Six can be a lot to remember or build an agenda around, so sometimes—e.g. when you’re doing case development discussion exercises with your board—it can be helpful to use the simpler three-part framing instead.

How do I use them?

Once you’ve done the work of defining the six elements of your case for support, you’re ready to start using them in donor communications! A few guidelines as you begin putting them to use…

Establish Context and Impetus early in your case.

I haven’t read Simon Sinek’s “Start With Why,” but at least one person on every nonprofit board has, and they will not miss their cue to tell you about it if you start the case by diving into your plans before establishing why anyone should care. They have a good point.

Beyond that, don’t feel bound to use them in strict sequence.

The point is to make sure they’re all present to a satisfying degree—but you can weave them together in a number of different ways.

Try putting your vision statement in the first line to grab people’s attention—and then zooming out to establish context and impetus. Try weaving credential information throughout the case rather than stacking it all in one big brag section that will be boring to read. Heck, you can even lead with the appeal if you want the donor to see their own role first.

You don’t always need to use all of them in every donor communication.

For a complete major gift solicitation or proposal, you probably need all six. But outside of that, if you are cultivating and communicating with your prospects over time, you have multiple opportunities to build their understanding of your six elements.

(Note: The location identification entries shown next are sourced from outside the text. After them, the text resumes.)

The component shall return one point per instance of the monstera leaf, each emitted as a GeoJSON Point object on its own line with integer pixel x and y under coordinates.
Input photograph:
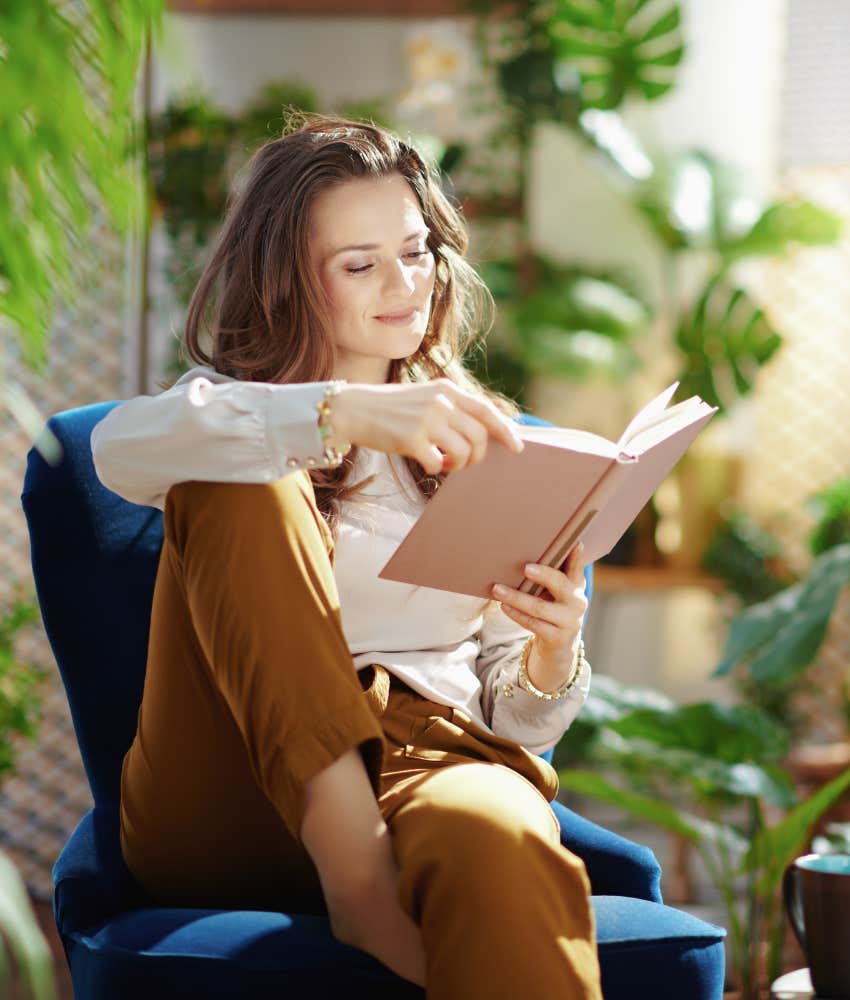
{"type": "Point", "coordinates": [779, 637]}
{"type": "Point", "coordinates": [578, 326]}
{"type": "Point", "coordinates": [618, 46]}
{"type": "Point", "coordinates": [724, 341]}
{"type": "Point", "coordinates": [540, 86]}
{"type": "Point", "coordinates": [783, 224]}
{"type": "Point", "coordinates": [693, 200]}
{"type": "Point", "coordinates": [22, 939]}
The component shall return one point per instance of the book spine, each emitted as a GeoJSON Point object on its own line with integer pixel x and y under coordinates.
{"type": "Point", "coordinates": [557, 551]}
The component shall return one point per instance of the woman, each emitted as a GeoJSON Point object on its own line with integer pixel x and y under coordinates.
{"type": "Point", "coordinates": [312, 737]}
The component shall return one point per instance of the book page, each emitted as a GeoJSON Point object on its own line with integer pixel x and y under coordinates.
{"type": "Point", "coordinates": [669, 423]}
{"type": "Point", "coordinates": [567, 437]}
{"type": "Point", "coordinates": [648, 415]}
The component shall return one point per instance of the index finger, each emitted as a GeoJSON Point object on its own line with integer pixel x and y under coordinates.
{"type": "Point", "coordinates": [574, 567]}
{"type": "Point", "coordinates": [497, 423]}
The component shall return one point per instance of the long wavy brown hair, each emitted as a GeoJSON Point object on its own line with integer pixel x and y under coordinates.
{"type": "Point", "coordinates": [262, 310]}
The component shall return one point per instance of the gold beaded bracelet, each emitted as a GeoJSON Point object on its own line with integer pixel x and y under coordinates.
{"type": "Point", "coordinates": [333, 455]}
{"type": "Point", "coordinates": [524, 682]}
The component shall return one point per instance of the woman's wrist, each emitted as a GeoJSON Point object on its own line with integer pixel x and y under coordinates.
{"type": "Point", "coordinates": [548, 676]}
{"type": "Point", "coordinates": [333, 421]}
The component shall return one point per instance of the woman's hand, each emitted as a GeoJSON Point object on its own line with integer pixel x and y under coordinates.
{"type": "Point", "coordinates": [555, 620]}
{"type": "Point", "coordinates": [438, 423]}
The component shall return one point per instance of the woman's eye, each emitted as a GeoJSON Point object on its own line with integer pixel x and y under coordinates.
{"type": "Point", "coordinates": [366, 267]}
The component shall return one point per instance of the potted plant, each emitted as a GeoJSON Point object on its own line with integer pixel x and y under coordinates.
{"type": "Point", "coordinates": [20, 709]}
{"type": "Point", "coordinates": [713, 776]}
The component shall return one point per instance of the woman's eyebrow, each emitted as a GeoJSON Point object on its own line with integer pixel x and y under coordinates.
{"type": "Point", "coordinates": [375, 246]}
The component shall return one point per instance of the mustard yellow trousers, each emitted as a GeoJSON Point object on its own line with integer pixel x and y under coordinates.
{"type": "Point", "coordinates": [250, 690]}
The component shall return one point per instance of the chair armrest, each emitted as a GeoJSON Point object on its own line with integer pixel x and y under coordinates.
{"type": "Point", "coordinates": [616, 866]}
{"type": "Point", "coordinates": [91, 882]}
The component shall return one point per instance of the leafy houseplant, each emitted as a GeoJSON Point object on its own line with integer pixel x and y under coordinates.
{"type": "Point", "coordinates": [713, 776]}
{"type": "Point", "coordinates": [20, 707]}
{"type": "Point", "coordinates": [67, 86]}
{"type": "Point", "coordinates": [66, 119]}
{"type": "Point", "coordinates": [574, 65]}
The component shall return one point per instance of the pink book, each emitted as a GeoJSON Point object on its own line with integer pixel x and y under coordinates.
{"type": "Point", "coordinates": [487, 521]}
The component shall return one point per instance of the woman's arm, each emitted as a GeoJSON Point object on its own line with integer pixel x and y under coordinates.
{"type": "Point", "coordinates": [210, 427]}
{"type": "Point", "coordinates": [508, 709]}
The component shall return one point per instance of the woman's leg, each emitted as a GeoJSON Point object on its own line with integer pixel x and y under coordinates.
{"type": "Point", "coordinates": [503, 908]}
{"type": "Point", "coordinates": [250, 692]}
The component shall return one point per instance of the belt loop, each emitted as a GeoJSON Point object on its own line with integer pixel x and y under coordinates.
{"type": "Point", "coordinates": [378, 693]}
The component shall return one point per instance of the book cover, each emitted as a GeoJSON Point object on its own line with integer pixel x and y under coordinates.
{"type": "Point", "coordinates": [488, 520]}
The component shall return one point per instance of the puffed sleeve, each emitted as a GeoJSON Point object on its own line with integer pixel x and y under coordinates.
{"type": "Point", "coordinates": [210, 427]}
{"type": "Point", "coordinates": [508, 709]}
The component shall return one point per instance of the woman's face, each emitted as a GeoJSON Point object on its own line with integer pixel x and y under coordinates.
{"type": "Point", "coordinates": [367, 244]}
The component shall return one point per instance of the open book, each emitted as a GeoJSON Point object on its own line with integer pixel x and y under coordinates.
{"type": "Point", "coordinates": [488, 520]}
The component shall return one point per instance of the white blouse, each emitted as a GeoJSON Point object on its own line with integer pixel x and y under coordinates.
{"type": "Point", "coordinates": [211, 427]}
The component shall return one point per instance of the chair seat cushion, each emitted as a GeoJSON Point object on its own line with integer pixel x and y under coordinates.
{"type": "Point", "coordinates": [646, 949]}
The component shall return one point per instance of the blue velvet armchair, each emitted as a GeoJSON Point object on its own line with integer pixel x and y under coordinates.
{"type": "Point", "coordinates": [94, 559]}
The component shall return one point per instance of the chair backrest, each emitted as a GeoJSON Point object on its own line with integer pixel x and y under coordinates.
{"type": "Point", "coordinates": [94, 559]}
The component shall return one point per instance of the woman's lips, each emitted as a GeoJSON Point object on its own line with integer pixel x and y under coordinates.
{"type": "Point", "coordinates": [398, 319]}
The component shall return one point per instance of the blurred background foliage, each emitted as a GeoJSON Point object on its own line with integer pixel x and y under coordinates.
{"type": "Point", "coordinates": [68, 76]}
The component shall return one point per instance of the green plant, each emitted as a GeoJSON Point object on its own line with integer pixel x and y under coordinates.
{"type": "Point", "coordinates": [21, 938]}
{"type": "Point", "coordinates": [20, 700]}
{"type": "Point", "coordinates": [67, 81]}
{"type": "Point", "coordinates": [747, 558]}
{"type": "Point", "coordinates": [831, 510]}
{"type": "Point", "coordinates": [712, 775]}
{"type": "Point", "coordinates": [20, 709]}
{"type": "Point", "coordinates": [573, 65]}
{"type": "Point", "coordinates": [572, 323]}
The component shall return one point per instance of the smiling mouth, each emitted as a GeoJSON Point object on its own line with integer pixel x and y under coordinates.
{"type": "Point", "coordinates": [406, 314]}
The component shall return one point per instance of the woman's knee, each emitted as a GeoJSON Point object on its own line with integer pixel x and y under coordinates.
{"type": "Point", "coordinates": [467, 812]}
{"type": "Point", "coordinates": [218, 510]}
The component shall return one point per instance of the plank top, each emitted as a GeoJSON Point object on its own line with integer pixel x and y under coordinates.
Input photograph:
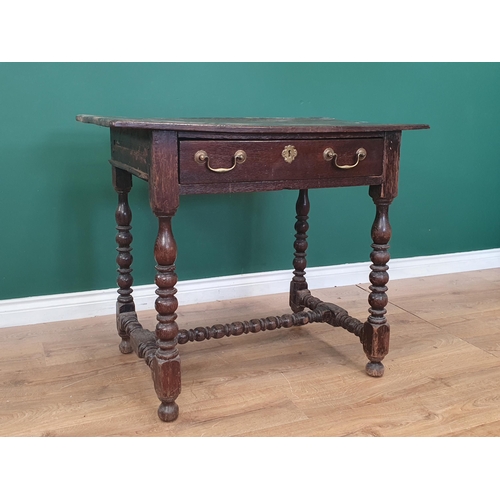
{"type": "Point", "coordinates": [249, 125]}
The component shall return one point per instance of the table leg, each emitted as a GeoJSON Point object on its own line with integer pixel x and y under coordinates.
{"type": "Point", "coordinates": [165, 366]}
{"type": "Point", "coordinates": [122, 182]}
{"type": "Point", "coordinates": [376, 330]}
{"type": "Point", "coordinates": [299, 262]}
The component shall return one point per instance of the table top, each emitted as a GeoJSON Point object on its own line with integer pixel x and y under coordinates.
{"type": "Point", "coordinates": [249, 124]}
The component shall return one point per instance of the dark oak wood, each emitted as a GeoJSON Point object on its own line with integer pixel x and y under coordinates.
{"type": "Point", "coordinates": [224, 155]}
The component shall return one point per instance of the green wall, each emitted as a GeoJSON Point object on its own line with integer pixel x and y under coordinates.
{"type": "Point", "coordinates": [57, 203]}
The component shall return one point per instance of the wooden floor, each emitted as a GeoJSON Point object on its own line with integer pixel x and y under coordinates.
{"type": "Point", "coordinates": [442, 374]}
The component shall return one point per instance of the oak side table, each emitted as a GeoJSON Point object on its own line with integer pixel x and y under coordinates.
{"type": "Point", "coordinates": [228, 155]}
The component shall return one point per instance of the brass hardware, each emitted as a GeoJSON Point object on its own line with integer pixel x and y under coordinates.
{"type": "Point", "coordinates": [289, 154]}
{"type": "Point", "coordinates": [201, 157]}
{"type": "Point", "coordinates": [329, 154]}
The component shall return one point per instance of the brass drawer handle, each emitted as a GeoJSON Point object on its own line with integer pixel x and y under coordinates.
{"type": "Point", "coordinates": [201, 157]}
{"type": "Point", "coordinates": [329, 154]}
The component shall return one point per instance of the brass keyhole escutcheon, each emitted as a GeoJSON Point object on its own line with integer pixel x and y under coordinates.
{"type": "Point", "coordinates": [289, 153]}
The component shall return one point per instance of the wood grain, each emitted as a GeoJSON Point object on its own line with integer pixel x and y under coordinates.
{"type": "Point", "coordinates": [442, 372]}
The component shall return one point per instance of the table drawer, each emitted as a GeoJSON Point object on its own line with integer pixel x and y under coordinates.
{"type": "Point", "coordinates": [212, 161]}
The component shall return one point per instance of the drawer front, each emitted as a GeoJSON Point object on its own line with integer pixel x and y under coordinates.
{"type": "Point", "coordinates": [203, 162]}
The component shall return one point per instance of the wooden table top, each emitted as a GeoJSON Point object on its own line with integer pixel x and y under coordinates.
{"type": "Point", "coordinates": [249, 125]}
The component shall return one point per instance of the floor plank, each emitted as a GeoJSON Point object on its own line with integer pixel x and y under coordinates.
{"type": "Point", "coordinates": [442, 372]}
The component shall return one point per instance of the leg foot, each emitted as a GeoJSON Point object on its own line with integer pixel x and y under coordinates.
{"type": "Point", "coordinates": [166, 366]}
{"type": "Point", "coordinates": [168, 412]}
{"type": "Point", "coordinates": [375, 369]}
{"type": "Point", "coordinates": [125, 346]}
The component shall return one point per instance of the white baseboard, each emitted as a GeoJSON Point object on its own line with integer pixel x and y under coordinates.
{"type": "Point", "coordinates": [69, 306]}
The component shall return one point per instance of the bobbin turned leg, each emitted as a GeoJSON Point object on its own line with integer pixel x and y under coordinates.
{"type": "Point", "coordinates": [122, 182]}
{"type": "Point", "coordinates": [299, 262]}
{"type": "Point", "coordinates": [376, 329]}
{"type": "Point", "coordinates": [165, 366]}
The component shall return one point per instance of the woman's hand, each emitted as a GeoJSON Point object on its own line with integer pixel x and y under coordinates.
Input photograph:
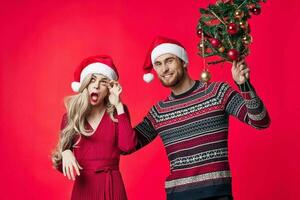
{"type": "Point", "coordinates": [69, 163]}
{"type": "Point", "coordinates": [114, 93]}
{"type": "Point", "coordinates": [240, 72]}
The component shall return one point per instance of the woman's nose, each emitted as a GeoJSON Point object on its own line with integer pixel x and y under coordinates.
{"type": "Point", "coordinates": [97, 85]}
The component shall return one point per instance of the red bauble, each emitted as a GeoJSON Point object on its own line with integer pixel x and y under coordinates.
{"type": "Point", "coordinates": [215, 42]}
{"type": "Point", "coordinates": [232, 28]}
{"type": "Point", "coordinates": [199, 32]}
{"type": "Point", "coordinates": [255, 11]}
{"type": "Point", "coordinates": [233, 54]}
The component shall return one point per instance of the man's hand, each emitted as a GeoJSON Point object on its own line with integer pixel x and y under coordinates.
{"type": "Point", "coordinates": [240, 72]}
{"type": "Point", "coordinates": [69, 163]}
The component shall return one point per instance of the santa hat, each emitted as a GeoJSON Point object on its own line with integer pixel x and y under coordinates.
{"type": "Point", "coordinates": [160, 46]}
{"type": "Point", "coordinates": [100, 64]}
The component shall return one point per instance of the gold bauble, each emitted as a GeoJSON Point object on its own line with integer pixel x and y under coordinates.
{"type": "Point", "coordinates": [205, 76]}
{"type": "Point", "coordinates": [221, 49]}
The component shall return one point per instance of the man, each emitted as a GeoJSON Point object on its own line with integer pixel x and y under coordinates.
{"type": "Point", "coordinates": [193, 122]}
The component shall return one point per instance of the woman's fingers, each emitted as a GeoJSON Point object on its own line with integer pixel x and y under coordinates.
{"type": "Point", "coordinates": [68, 172]}
{"type": "Point", "coordinates": [245, 71]}
{"type": "Point", "coordinates": [79, 166]}
{"type": "Point", "coordinates": [64, 169]}
{"type": "Point", "coordinates": [72, 172]}
{"type": "Point", "coordinates": [75, 165]}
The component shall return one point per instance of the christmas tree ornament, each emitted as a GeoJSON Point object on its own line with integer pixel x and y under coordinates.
{"type": "Point", "coordinates": [238, 14]}
{"type": "Point", "coordinates": [233, 54]}
{"type": "Point", "coordinates": [205, 76]}
{"type": "Point", "coordinates": [200, 45]}
{"type": "Point", "coordinates": [221, 49]}
{"type": "Point", "coordinates": [226, 29]}
{"type": "Point", "coordinates": [243, 24]}
{"type": "Point", "coordinates": [215, 42]}
{"type": "Point", "coordinates": [247, 39]}
{"type": "Point", "coordinates": [251, 6]}
{"type": "Point", "coordinates": [199, 32]}
{"type": "Point", "coordinates": [232, 28]}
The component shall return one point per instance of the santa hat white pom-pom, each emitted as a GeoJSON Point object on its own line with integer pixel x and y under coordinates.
{"type": "Point", "coordinates": [75, 86]}
{"type": "Point", "coordinates": [148, 77]}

You could even imagine a multi-part series of communications that takes one or two elements at a time, culminating in an ask. The key is to communicate all six along the way to solicitation, whatever that path looks like.

Think of them as ingredients.

Every communication you make from your six elements—a speech at a gala, a major gift proposal, an annual fund appeal—is like a recipe using the ingredients in a distinct way. But most recipes don’t work if you’re missing an ingredient, and better ingredients make better food!

With a case that is strong across all six elements, you’ll be ready for every donor communications opportunity ahead of you. Take the time to develop yours today—and keep an eye out for part two of this article to see how they work in practice.